スマートフォンを車載ディスプレイと連携した利用イメージ

KDDI研究所は、車載器を通してスマートフォンを利用するためのトータルシステムの開発に成功した。この技術を活用することでナビゲーション機能をはじめ、スマートフォンの多様なアプリケーションを車載器を通して利用することが可能となる。

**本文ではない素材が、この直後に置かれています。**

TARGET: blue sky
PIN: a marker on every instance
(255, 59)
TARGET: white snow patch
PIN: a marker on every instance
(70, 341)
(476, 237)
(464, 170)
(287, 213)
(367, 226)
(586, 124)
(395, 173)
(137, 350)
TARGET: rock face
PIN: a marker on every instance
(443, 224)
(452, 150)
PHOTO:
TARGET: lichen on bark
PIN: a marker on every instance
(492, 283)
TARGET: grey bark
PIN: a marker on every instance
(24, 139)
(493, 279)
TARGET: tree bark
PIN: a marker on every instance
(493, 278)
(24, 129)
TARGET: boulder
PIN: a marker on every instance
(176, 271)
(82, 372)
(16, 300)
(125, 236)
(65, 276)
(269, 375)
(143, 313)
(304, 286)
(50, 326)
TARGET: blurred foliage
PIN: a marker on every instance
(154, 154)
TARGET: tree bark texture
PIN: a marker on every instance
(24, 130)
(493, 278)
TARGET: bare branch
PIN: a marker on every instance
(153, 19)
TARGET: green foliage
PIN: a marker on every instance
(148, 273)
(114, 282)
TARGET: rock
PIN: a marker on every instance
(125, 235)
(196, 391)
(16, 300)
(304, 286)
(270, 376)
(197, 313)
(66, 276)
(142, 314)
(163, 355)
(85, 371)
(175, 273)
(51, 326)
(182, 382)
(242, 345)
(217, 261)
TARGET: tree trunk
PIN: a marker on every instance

これまで、携帯電話機やスマートフォンをUSBやBluetoothで車載器と接続して連携することで、スマートフォンの多種多様なアプリケーションを動かす取り組みが展開されてきたが、ケーブル接続の煩雑さや、走行中の振動によるコネクタ破損などの問題や、通信速度が低いことから車載器と連携できるアプリケーションやコンテンツに限界があった。

今回開発した技術は、スマートフォンの表示画面を画面サイズのより大きな車載ディスプレイに転送する機能や、ディスプレイパネルをタッチすることでスマートフォンを遠隔操作する機能を、無線LAN上で実現する。これにより、車内利用環境でのスマートフォンの視認性、操作性が向上し、車内乗員が車載ディスプレイを通して情報を共有することが可能となる。

同時に、スマートフォンのバッテリ消費と充電手段を確保するため、スマートフォンをワイヤレスで充電する機能も開発、画面転送・遠隔操作機能と合わせてスマートフォン上での動作を実現したとしている。

今回開発した技術は10月25日〜29日まで、釜山(韓国)で開催される「第17回ITS世界会議2010」で紹介する。